Time would be a good philosophical paper topic, as there are physical conceptions of time, and multiple ones like Newton’s versus Einstein’s and then there are the psychophysical and biological (neuroscientific) conceptions of time, and then there are the philosophical conceptions of time, as Kant’s.  How do these all relate and is there some common underlying conception that can be agreed upon?
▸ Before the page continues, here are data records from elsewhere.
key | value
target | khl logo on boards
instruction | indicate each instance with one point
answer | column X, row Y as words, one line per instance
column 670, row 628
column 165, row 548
I am a Kantian to some extent but I also question Kant.  I do not believe man is just a rational creature that follows Reason (again I think Kant is just saying if we live properly we accord ourselves with Reason but that we are not always reasonable), man can be highly irrational, as I mentioned in my thesis, a study of subjective consciousness.  I am listening to the words of a song “I’d like to know, can you tell me, please don’t tell me, it really doesn’t matter anyhow.”  Does that sound like a mind that is based upon Kantian Reason? We are rational and irrational.  We are complex.  We are not exactly the creatures that Kant describes.  He is one of the greatest philosophical geniuses of all time, and said significant things about our perception of time, that there has to be something prior to experience that enables us to understand succession and simultaneity, a temporal facility.  Now this may be in the brain, and examining Kant’s theory of perception and the modern facts of neuroscience would be very interesting.

This was not a good presentation of Kant.  I need to rewrite this.  All Kant is talking about is time PERCEPTION.